The big question most people want to know is should they be controlled. Since this is a new insect, there is still much being learned about what the best control practices will be. In most cases control measures will not be necessary where the insects do not pose a threat of causing damage. It not recommended to spray an insecticide when the kudzu bug is found in most places because spraying an insecticide will only temporarily discourage the bugs and will not provide long term control. Spraying with an insecticide will not eliminate the kudzu bug and will often end up being a waste of time and money spent on the insecticide. Instead, the best control measures would be to simply sweep, brush, or vacuum them away when they are found on doors and windows of a house.
If you find them clustered on plants, the simplest control is to shake the insect off the branch into a bucket of soapy water to drown them. The only time insecticides are recommended to control kudzu bugs are on types of bean plants to prevent reductions in yields. However, since many types of bean plants—-such as soybeans—-have reached maturity there is little reason to control now. Also, insecticides have only been found to discourage kudzu bugs and not been found to provide good, long-term control.
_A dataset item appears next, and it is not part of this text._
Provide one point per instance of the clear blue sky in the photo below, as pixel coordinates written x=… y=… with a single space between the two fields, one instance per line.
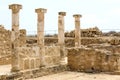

Insecticides that would be recommended for control on soybean plants would be synthetic pyrethroids. Chemicals with this active ingredient include bifenthrin, permethrin, cyfluthrin, and lamda-cyhalothrin. It is important to note this group of insecticides is toxic to bees and other beneficial insects. Spray late in the evening when bees are not active to minimize risk. Organic pesticides have been found to have little impact on this insect. Pyrethrins are an organic option that can provide fair control. When finding a type of pesticides, check the active ingredients listed in small print on the front label to insure that you are selecting the correct one.
Kudzu bugs seem to have been appearing when we get a little bit of sunshine and warmer temperatures. They are a nuisance however they when we get into more consistent cool weather patterns they will begin to go away. Even though seeing kudzu bugs on or around a house causes concern, they do not damage your home or harm you if you come in contact with them. They are simply a pest that we will have to live with for a short period of time until they go away to overwinter.
Recommendations for the use of chemicals are included in this article as a convenience to the reader. The use of brand names and any mention or listing of commercial products or services does not imply endorsement by the North Carolina Cooperative Extension Service nor discrimination against similar products or services not mentioned. Individuals who use chemicals are responsible for ensuring that the intended use complies with current regulations and conforms to the product label. When using any pesticide always read and follow all label directions.